# Anyone using the Taco variable speed Delta T circulators?



## patch53 (Jan 5, 2010)

These pumps would seem to be ideal for use with gasifiers w/ hot water storage.


----------



## deerhntr (Jan 5, 2010)

patch53 said:
			
		

> These pumps would seem to be ideal for use with gasifiers w/ hot water storage.



Patch,

Read my blog, and the response to Rowcroprenegade in his thread. I installed one in the injection loop on the load side of my HX. It was recommended by the GARN manufacture, Dectra. I DO NOT think they are an Ideal fit for a system with a wide operating temperature range that is found in wood boiler storage systems. Taco needs to add a ABSOLUTE temperature set point to the equation so the pumps will not get stuck at a false operating point. I would stay away until they acknowledge these pumps are designed for tight operating temp ranges, and they have a fix for the wood boiler application.


----------



## patch53 (Jan 5, 2010)

Thanks Russ, I called Taco support and left a message for them to call me back to see if they had fixed the glitch.

I plan on running my system next year, with storage,  with a boiler cut-out at about 185F and fire up at about 155F, with a delta T in the 15-20 degree range. Do you think these variable speed pumps would work properly under those conditions?

Thx, Pat


----------



## deerhntr (Jan 5, 2010)

I do not think they will work correctly, until they change the firmware in the microcontroller that does the delta-t calculation. As long as the difference temp satisfies the equation, the pump will throttle down. That is what I found. So, if the supply, and the return lose temp at the same rate, the pump will think all is well. The pump does have a "hidden" set point mode, that varies speed to maintain a constant absolute temp on the return side. That temp ranges from 120F - 165F. I have verified correct operation of that mode But, I don't think it's worth the extra 3x in cost of a normal circulator.

BTW, I'm pretty sure they will not acknowledge there is a bug. But, they will tell you there is a bug in the equivalent grunfos circulator.

Good Luck, I will post when I get things going on my end.


----------



## patch53 (Jan 5, 2010)

Russ, a guy from Taco tech support just called back and said the only pump that had issues was the 008, and that it was fixed. I would probably be going with an 0012 for my situation. I ran several scenarios by him and he assured me that the pump should function as needed in all scenarios I described.

So, not sure what to think now. Talk is cheap and they are in the business of selling pumps, so not real surprised by what he said. I wouldn't be needing the pump till next summer, so I guess I'll just wait and see if anything develops. If they're not working like they are supposed to I'm sure more reports of problems will surface.

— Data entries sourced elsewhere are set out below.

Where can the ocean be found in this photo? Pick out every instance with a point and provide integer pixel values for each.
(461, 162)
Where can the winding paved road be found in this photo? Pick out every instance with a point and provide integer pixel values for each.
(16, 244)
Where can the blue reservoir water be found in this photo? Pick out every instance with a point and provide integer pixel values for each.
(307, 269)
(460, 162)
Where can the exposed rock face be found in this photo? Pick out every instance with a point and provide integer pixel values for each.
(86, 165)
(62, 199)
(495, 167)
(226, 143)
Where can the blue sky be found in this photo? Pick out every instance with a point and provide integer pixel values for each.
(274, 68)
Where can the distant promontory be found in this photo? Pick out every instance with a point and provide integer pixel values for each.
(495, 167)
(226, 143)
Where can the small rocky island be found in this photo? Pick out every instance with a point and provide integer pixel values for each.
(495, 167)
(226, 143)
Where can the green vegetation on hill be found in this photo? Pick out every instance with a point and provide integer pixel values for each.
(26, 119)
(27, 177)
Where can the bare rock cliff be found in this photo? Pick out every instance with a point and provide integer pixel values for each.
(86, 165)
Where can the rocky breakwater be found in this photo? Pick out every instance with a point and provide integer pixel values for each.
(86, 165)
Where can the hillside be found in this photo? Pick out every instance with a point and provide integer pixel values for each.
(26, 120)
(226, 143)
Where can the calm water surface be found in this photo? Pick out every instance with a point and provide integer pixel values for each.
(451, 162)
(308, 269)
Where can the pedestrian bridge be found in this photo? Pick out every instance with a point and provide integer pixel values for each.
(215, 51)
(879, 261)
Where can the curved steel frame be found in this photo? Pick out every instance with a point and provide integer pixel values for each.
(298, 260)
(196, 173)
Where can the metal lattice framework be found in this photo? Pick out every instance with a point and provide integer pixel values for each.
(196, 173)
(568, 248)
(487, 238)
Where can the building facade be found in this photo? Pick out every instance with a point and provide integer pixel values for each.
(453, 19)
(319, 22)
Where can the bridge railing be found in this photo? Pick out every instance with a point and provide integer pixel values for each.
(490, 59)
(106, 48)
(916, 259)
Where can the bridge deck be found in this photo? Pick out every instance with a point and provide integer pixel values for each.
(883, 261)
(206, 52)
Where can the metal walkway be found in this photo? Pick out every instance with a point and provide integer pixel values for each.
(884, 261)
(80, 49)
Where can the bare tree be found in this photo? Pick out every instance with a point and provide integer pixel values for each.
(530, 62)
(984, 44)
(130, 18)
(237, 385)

I really hope any issues they may have are corrected, these pumps sound like they could save money in the long run.

thx, Pat


----------



## deerhntr (Jan 5, 2010)

patch53 said:
			
		

> Russ, a guy from Taco tech support just called back and said the only pump that had issues was the 008, and that it was fixed. I would probably be going with an 0012 for my situation. I ran several scenarios by him and he assured me that the pump should function as needed in all scenarios I described.
> 
> So, not sure what to think now. Talk is cheap and they are in the business of selling pumps, so not real surprised by what he said. I wouldn't be needing the pump till next summer, so I guess I'll just wait and see if anything develops. If they're not working like they are supposed to I'm sure more reports of problems will surface.
> 
> ...



Pat,

I will be working on having them upgrade my board, and I will post when it is all in place. I agree, at first glance they appear to be perfect for this type of application so I would think they will work the bugs out.


----------



## patch53 (Jan 5, 2010)

OK sounds good Russ. BTW, what size circulator did you have?

Pat


----------



## ewdudley (Jan 6, 2010)

deerhntr said:
			
		

> patch53 said:
> 
> 
> 
> ...



Looking at the position of the VDT supply sensor in your photo I'm thinking you might should experiment by moving it to sense some point on or very near the HX.  With it sitting right there next to the pump, the pump doesn't know what the supply temperature is unless the pump is running fast enough to find out, kind of a chicken and egg problem, single equation, two unknowns.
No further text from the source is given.